I have been inspired by Provincetown's landscape for almost twenty years.    In that time I have recorded the changing waterfront and more recently have shifted my gaze away from the harbor to record more organic and internal landscapes.   In the early works of industrial waterfront imagery - boat cradles, winches, masts, pulleys and hooks - the subject matter seemed dangerous and strangely exciting.  I felt a need to approach this ever popular subject matter of the pier and boatyards in spite of their cliché.  Painted on site, in the plein air tradition, these works served as a documentary of a fading fishing industry.  Many of the boats, the Joan and Tom, the Liberty and the Little Natalia are now gone.  As the fleet faded to just the few boats we see today, my personal need to record this subject matter has changed as well.  Over  the

past five years my works have focused in on more organic subjects - flowers, figures, landscape – yet they all retain an underlying structure I had observed in the architecture of the boats and shipyards.  These newer paintings often straddle conventional notions of representation and abstraction.

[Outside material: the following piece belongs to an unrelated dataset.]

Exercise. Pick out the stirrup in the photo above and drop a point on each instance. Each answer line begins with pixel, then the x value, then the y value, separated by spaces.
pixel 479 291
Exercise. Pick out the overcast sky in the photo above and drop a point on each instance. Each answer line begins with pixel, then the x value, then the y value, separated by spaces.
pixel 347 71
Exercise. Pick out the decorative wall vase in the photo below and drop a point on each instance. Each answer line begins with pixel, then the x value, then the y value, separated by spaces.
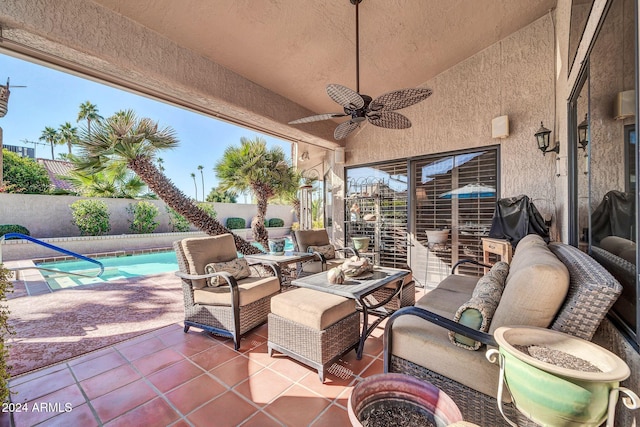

I have become interested in the  inherent ambiguity and complexity of living things versus the man made objects of my past works.  They are more emotional works and they skew our understanding of the the real and the abstract. 


Pedagogically, I am deeply influenced by two schools of art that have shaped Provincetown's legacy in the art world - Hawthorne and Hoffman.  A palpable experience of the light as well as a concern for plasticity of space are dominant themes in all my work.  From my earlier industrial waterfront paintings to the the more recent gardens, the imagery delivers an intensified experience of color and the impact of complex space.  Inside space spills into outside and vice versa.  Flowers and gardens defy their boundaries.  I work on both canvas and panels and the paintings are heavily impastoed with wax and oil.  My marks are made with knife and brush.  I am greatly interested in the process of painting and in what paint can do.